Le premier document officiel et important à prendre en considération est le message du Président de la république au parlement et publié au journal officiel du 21 mars 1962, lu le 20 mars à l'ouverture de la 1ère séance de l'assemblée par CHABAN-DELMAS-.

Après le cessez-le-feu, il est dit que: "L'ensemble des dispositions arrêtée en conclusion des négociations d’EVIAN avec les représentants du FLN se trouve maintenant formulé dans les déclarations gouvernementales du 19 mars 1962"; En conséquence de quoi le message annonce le très prochain référendum dans les termes suivants: "L'application comme la mise au point de ces négociations et de ces principes de coopération intérieure et d'association entre la France et l'Algérie nouvelle n'aura pas lieu instantanément, la mutation ne peut être immédiate, et, en toute hypothèse, elle dépend des résultats de l'autodétermination".

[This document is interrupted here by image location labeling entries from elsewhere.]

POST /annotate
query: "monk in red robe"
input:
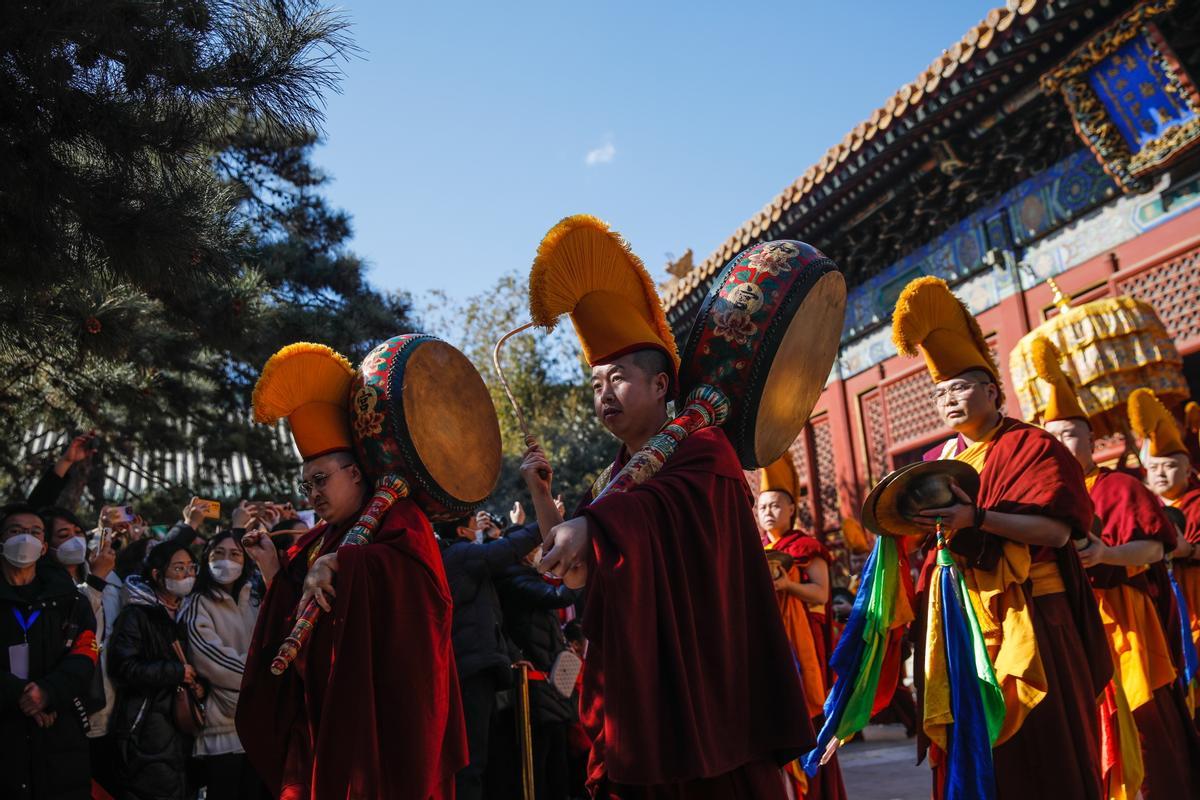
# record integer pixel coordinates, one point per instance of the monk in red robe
(690, 686)
(1014, 545)
(1169, 474)
(371, 705)
(1134, 536)
(803, 595)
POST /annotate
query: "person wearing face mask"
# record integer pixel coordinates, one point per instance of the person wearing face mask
(219, 618)
(47, 656)
(91, 572)
(143, 666)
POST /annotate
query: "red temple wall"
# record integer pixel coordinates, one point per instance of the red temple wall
(880, 419)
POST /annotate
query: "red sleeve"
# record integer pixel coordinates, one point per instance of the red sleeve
(1128, 511)
(1189, 504)
(1030, 471)
(682, 623)
(378, 689)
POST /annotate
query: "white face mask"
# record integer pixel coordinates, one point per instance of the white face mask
(22, 549)
(180, 588)
(71, 552)
(225, 571)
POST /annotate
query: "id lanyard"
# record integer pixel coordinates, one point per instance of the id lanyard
(25, 624)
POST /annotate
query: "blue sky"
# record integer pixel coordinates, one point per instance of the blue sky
(467, 130)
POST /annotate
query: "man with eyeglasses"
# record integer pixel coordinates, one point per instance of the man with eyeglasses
(371, 705)
(1014, 545)
(47, 656)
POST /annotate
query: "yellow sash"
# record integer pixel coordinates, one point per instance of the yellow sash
(1005, 617)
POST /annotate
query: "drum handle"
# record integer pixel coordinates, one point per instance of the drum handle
(513, 401)
(707, 407)
(391, 488)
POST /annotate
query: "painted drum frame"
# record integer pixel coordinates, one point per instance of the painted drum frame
(382, 437)
(743, 323)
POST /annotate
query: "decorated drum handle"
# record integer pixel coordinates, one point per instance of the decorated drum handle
(391, 488)
(513, 401)
(707, 407)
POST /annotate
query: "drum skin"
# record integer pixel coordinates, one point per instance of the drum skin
(421, 410)
(767, 336)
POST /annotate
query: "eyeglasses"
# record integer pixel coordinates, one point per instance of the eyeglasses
(959, 390)
(317, 481)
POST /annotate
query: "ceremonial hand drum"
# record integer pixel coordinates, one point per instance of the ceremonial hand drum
(424, 427)
(757, 356)
(421, 410)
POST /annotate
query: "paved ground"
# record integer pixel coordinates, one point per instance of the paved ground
(882, 767)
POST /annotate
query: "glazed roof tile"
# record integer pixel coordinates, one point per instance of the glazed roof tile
(973, 44)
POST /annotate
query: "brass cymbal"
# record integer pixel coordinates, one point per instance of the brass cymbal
(898, 499)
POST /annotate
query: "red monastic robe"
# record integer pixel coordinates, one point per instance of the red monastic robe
(371, 705)
(1140, 647)
(1187, 572)
(827, 783)
(1055, 752)
(690, 689)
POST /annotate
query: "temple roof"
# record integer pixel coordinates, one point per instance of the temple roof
(991, 72)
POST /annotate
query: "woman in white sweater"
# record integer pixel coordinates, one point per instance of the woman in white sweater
(220, 620)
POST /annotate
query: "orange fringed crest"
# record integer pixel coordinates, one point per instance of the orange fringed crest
(780, 476)
(310, 385)
(929, 319)
(1151, 420)
(1048, 364)
(588, 271)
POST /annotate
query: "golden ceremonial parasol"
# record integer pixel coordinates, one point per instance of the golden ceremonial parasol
(1109, 348)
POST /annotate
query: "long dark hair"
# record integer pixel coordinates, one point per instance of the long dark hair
(205, 584)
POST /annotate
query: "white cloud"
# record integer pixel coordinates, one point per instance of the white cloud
(601, 155)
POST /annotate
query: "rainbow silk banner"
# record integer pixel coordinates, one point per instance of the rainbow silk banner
(869, 642)
(964, 703)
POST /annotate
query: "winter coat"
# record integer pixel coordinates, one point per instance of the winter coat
(94, 589)
(478, 625)
(145, 671)
(219, 633)
(47, 763)
(531, 621)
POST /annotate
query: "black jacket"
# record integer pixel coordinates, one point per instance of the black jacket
(478, 625)
(47, 763)
(531, 621)
(145, 672)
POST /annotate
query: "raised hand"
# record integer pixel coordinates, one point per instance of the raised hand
(262, 549)
(564, 552)
(318, 584)
(537, 471)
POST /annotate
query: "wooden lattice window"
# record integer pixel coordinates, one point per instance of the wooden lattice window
(911, 413)
(1173, 288)
(798, 452)
(827, 475)
(875, 434)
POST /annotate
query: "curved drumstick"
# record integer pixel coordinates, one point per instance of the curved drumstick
(391, 488)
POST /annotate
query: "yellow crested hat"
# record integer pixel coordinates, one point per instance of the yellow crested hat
(780, 476)
(1063, 401)
(929, 319)
(1152, 422)
(310, 384)
(588, 271)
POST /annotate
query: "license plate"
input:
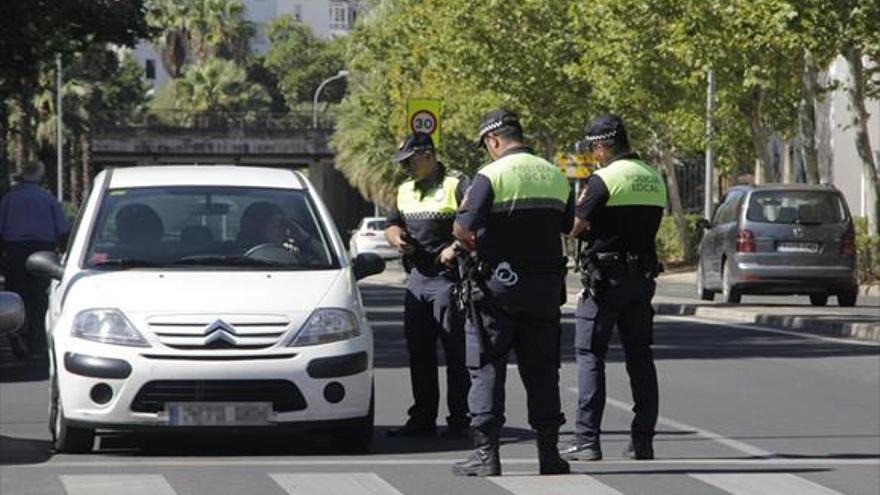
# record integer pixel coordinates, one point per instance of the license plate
(798, 247)
(218, 413)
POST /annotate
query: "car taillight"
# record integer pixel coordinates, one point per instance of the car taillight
(745, 241)
(848, 244)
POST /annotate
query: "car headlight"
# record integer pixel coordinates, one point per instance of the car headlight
(108, 326)
(327, 325)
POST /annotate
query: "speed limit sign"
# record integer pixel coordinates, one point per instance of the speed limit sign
(423, 121)
(423, 115)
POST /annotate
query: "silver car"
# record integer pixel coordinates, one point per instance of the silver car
(779, 239)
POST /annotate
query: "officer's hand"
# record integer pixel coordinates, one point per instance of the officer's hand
(447, 256)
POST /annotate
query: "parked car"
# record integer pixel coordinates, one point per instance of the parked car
(11, 312)
(779, 239)
(207, 297)
(369, 237)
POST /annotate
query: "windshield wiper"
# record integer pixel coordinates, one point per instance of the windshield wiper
(226, 261)
(125, 263)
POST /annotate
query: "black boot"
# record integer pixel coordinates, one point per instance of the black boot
(640, 449)
(484, 460)
(548, 455)
(583, 450)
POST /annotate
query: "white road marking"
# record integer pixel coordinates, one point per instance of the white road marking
(408, 461)
(763, 484)
(333, 484)
(758, 328)
(572, 484)
(116, 484)
(737, 445)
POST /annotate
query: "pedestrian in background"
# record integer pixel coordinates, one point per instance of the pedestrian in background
(513, 217)
(420, 227)
(618, 214)
(31, 220)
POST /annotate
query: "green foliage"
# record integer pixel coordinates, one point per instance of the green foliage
(669, 248)
(300, 60)
(217, 85)
(867, 252)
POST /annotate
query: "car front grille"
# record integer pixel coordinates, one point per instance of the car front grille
(210, 332)
(284, 395)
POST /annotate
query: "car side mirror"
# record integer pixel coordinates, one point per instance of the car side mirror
(366, 264)
(11, 312)
(45, 264)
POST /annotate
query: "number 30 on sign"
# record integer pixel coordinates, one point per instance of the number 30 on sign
(424, 116)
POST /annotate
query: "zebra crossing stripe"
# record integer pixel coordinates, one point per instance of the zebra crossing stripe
(116, 484)
(579, 484)
(333, 484)
(763, 484)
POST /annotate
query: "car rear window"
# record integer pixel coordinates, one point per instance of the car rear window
(796, 207)
(376, 225)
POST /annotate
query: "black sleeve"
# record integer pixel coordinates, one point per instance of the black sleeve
(474, 209)
(395, 218)
(461, 189)
(593, 196)
(568, 215)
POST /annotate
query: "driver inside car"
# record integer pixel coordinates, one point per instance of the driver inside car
(264, 223)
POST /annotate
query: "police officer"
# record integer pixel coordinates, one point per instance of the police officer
(618, 214)
(420, 227)
(513, 216)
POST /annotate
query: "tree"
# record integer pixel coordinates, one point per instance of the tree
(217, 85)
(300, 60)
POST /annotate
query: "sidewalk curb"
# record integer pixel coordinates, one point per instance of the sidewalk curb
(868, 329)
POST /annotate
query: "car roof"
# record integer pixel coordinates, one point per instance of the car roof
(205, 175)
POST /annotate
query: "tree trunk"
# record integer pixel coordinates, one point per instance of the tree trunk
(760, 136)
(4, 158)
(85, 147)
(675, 204)
(856, 91)
(807, 120)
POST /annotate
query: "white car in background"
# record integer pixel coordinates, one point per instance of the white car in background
(207, 297)
(369, 237)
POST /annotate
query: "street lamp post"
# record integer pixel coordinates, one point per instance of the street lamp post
(340, 75)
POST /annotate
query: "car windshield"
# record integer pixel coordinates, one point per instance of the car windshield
(180, 226)
(796, 207)
(376, 225)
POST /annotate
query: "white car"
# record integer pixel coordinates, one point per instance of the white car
(369, 237)
(196, 297)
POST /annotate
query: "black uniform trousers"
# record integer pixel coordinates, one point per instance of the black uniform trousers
(626, 303)
(532, 331)
(427, 305)
(34, 291)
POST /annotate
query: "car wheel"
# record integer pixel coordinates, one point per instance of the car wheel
(706, 295)
(67, 439)
(729, 293)
(847, 299)
(819, 299)
(358, 438)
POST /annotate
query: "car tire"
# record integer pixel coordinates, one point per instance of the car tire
(819, 299)
(702, 292)
(358, 437)
(847, 299)
(67, 439)
(729, 293)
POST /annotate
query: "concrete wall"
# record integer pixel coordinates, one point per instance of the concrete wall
(838, 155)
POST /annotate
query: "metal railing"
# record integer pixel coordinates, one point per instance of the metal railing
(170, 120)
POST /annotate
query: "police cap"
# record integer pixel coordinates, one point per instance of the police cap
(415, 142)
(497, 119)
(605, 127)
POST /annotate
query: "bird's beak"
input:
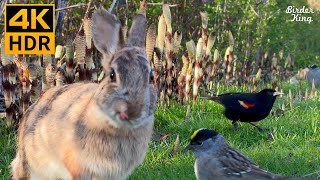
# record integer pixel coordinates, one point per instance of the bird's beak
(277, 93)
(189, 147)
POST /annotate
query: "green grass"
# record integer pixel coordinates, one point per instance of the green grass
(293, 150)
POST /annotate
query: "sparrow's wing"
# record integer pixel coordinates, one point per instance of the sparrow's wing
(237, 165)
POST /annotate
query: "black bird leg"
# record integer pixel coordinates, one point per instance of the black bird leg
(260, 129)
(235, 125)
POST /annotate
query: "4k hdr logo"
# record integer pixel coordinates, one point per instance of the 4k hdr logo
(29, 29)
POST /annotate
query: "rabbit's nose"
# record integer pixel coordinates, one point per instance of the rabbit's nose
(124, 116)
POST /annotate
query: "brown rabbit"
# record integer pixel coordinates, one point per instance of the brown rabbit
(100, 131)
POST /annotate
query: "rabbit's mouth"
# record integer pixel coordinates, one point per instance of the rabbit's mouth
(123, 116)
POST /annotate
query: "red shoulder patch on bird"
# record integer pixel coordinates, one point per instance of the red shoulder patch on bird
(246, 104)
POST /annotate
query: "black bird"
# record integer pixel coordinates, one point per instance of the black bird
(246, 107)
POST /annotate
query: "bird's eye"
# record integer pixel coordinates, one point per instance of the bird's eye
(151, 77)
(113, 75)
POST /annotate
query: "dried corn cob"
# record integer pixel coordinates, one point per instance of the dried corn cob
(176, 41)
(150, 41)
(167, 16)
(50, 75)
(59, 53)
(204, 28)
(215, 64)
(198, 69)
(9, 85)
(169, 63)
(191, 55)
(161, 33)
(87, 27)
(69, 63)
(80, 50)
(182, 76)
(60, 78)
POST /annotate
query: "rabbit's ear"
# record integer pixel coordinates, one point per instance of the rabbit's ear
(137, 33)
(106, 30)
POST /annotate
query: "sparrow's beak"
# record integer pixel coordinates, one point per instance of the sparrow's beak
(277, 93)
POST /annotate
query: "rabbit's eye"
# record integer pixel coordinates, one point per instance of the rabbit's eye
(113, 75)
(151, 77)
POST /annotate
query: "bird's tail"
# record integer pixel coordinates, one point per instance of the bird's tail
(214, 97)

Le 19 mars 1962 n'est donc qu'un engagement réciproque de cessez-le-feu.

Or, pour nous, Français d'Algérie, cet engagement prend une tout autre signification. Il fut, en vérité devant l'histoire, une capitulation humaine et morale de la France et de son armée, sans défaite. L'armée française avait complètement réduit les dernières résistances des fellaghas et était complètement maîtresse de la situation sur toute l'étendue du territoire de l'Algérie et du Sahara Français. Aucun engagement sérieux n'était plus recensé.

Le respect de ce cessez-le-feu ne fut observé que par la France, les troupes françaises reçurent l'ordre de ne plus intervenir, de rester sur place dans leurs cantonnements, laissant le champ libre aux assassinats de plus de 150 000 Harkis et de leurs familles; autant de crimes odieux et monstrueux auxquels il faut rajouter la tuerie de la rue d'Isly, le 26 mars à Alger où l'armée française tira sur une foule désarmée, massacrant plus de 80 personnes et en blessant 200, puis l'épouvantable boucherie d’ORAN, le 5 juillet 1962, où plus de 4 000 personnes furent tuées ou portées disparues. Enfin, la perte de 15 départements français et celle du Sahara avec l'exode dramatique de plus d'un million de Français d'Algérie. Voilà ce que représente le 19 mars 1962 pour les Français d'Algérie.

Comment pavoiser et fêter une date aussi sinistre? Une capitulation. Comment célébrer un jour qui porte témoignage devant l'histoire de tractations sans grandeur, de compromis sans gloire et d'abandons sans honneur et cela au mépris des droits les plus élémentaires de tout un peuple fait de Français, d'Européens mais aussi d'Algériens qui n'avait pour seule revendication que celle de rester français dans un statut nouveau sur une terre que plusieurs de ses générations avait fécondé. Le 19 mars fut suivi d'une longue période d'agonie et notamment le massacre d'un grand nombre de soldats français-musulmans, dont les pères avaient constitués l'Armée d'Italie qui libéra la France en 1944. On les avait appelés "Harkis"

Mais si des forces nouvelles conduisaient à honorer les plus sombres pages de l'histoire de France, il conviendrait alors de célébrer aussi l'armistice qui suivi le désastre de juin 1940 et qui instaura le cessez-le-feu.

Que nul n'ignore que chaque plaque de rue, chaque stèle, chaque manifestation célébrant la date du 19 mars 19962 est autant d'atteinte portée à la dignité de la France et des Français.